Milliyetçi güçlerle koalisyon yapan Erdoğan, gitgide bu koalisyonun sarmalına gömülüyor ve koalisyonu sürdürmekten başka bir çıkış yolu olmadığını düşünüyor. Beri yandan, AKP içinden çıkan Gelecek Partisi ile DEVA’nın, oy olarak bilemiyoruz ama söylemsel düzeyde AKP’yi zorladığı görülüyor. Bilinen kamuoyu araştırma şirketlerinden KONDA’nın açıkladığı son anket sonuçlarına göre, AKP’nin oy oranı %45’ten %30’lara gerilemiş vaziyette. KONDA Genel Müdürü Bekir Ağırdır, Karar TV’de katıldığı bir programda şunları söyledi: “AK Parti oy kaybediyor - kaybetmiyor meselesi değil; çözülüyor, gidecek yer bulamıyor. Yüzde 45’den 30’lara düştü. Bu bir alamettir ama gidecek yer bulamadı. Su kaynıyor, çayın altı açık, buhara döndüğü gün fark edeceğiz. Şubat ayı ölçümümüzde AK Parti yüzde 30’un altındaydı.”
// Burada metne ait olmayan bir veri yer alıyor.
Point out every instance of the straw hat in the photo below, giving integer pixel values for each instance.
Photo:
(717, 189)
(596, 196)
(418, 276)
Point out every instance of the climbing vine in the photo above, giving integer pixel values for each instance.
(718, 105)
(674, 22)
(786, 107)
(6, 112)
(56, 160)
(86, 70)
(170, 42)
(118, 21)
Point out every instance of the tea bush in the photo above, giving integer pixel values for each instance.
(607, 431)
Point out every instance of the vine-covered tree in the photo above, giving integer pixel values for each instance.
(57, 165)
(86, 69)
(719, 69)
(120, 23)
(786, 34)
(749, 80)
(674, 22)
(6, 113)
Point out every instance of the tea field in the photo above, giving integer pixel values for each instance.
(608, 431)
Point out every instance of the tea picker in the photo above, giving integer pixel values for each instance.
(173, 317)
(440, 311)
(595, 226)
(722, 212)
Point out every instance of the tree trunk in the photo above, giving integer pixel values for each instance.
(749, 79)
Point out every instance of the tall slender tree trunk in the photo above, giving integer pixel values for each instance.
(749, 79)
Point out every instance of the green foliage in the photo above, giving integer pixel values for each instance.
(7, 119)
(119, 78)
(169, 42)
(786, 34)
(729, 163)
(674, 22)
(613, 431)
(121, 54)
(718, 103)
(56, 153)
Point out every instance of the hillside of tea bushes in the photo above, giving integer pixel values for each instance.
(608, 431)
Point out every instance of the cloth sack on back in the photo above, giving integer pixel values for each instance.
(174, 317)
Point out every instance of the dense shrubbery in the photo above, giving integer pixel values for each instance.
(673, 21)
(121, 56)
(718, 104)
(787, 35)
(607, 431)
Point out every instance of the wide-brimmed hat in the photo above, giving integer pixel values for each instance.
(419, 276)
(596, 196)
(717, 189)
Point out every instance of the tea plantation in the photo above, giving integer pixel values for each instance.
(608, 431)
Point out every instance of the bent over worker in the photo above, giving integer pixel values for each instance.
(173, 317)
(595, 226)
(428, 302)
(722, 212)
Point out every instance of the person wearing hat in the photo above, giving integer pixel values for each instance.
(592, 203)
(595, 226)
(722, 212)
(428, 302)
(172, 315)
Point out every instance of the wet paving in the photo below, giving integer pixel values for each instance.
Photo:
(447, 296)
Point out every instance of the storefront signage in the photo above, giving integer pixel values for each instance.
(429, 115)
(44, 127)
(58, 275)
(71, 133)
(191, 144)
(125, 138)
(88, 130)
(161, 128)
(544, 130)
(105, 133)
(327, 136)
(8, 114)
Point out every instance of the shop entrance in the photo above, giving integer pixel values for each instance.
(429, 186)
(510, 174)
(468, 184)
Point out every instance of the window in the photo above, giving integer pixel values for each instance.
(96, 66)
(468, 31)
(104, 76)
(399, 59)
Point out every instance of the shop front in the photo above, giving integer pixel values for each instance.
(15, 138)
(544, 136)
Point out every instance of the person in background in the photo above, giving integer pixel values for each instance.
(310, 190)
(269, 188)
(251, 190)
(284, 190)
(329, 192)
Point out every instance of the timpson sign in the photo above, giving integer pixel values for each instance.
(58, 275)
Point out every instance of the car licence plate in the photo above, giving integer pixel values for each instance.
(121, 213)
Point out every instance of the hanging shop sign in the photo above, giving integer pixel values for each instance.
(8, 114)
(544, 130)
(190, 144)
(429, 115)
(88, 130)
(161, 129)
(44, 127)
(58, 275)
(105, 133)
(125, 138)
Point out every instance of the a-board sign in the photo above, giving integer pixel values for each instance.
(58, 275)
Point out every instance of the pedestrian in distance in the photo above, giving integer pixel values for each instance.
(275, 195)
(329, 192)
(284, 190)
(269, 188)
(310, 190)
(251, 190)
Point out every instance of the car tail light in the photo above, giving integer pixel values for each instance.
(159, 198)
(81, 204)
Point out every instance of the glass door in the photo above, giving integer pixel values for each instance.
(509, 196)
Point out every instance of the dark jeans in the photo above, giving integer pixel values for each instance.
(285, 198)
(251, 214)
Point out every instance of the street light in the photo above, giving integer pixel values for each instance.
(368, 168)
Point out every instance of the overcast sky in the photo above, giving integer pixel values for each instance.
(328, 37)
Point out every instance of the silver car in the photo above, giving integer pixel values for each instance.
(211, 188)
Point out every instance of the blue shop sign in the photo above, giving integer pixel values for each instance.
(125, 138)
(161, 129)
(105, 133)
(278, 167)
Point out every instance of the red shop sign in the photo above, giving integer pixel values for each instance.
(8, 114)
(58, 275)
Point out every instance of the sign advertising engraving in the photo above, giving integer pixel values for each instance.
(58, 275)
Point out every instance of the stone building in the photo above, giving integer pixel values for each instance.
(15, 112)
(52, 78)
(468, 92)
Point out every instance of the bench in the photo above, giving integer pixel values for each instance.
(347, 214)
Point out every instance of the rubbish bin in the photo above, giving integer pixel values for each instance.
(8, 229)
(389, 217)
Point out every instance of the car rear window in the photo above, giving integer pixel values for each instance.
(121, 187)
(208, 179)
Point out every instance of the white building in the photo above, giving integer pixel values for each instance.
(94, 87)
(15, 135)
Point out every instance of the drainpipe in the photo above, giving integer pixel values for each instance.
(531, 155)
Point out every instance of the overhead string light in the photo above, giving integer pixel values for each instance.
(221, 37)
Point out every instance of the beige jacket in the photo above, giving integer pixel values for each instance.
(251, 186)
Bunlar elbette anket, ve oranlar atılacak adımlara göre değişebilir. Atılacak adımlardan anladığımız ise, genel olarak milliyetçi ve İslamcı söylemin dozunu artırmak. Ancak ilginç olan nokta şu ki, AKP içinde de durum hayli karışık görünüyor. Esasında AKP’den çok, eski geleneksel devletin sözcüsü gibi bir pozisyonu olan İçişleri Bakanı Süleyman Soylu görünürlüğünü günden güne artırıyor. Son olarak İdlib’de yani Suriye topraklarındaydı Soylu. Milliyetçi seçmenin aklında ayrı bir seçenek olabileceğini, istifa krizinde görmüştük. Beri yandan, MHP lideri Bahçeli de bu tür milliyetçi ve İslamcı hamlelerin primini Erdoğan’ın toplamasını istemezmiş gibi bir politika izliyor ne zamandır. Ayasofya için “Çan sesleri değil ezan sesleri duyacağız” açıklamasını böyle okumak da mümkün. Dolasıyla, milliyetçi ve İslamcı sarmal kendi içinde gitgide derinleşiyor, iktidar yapısı açısından.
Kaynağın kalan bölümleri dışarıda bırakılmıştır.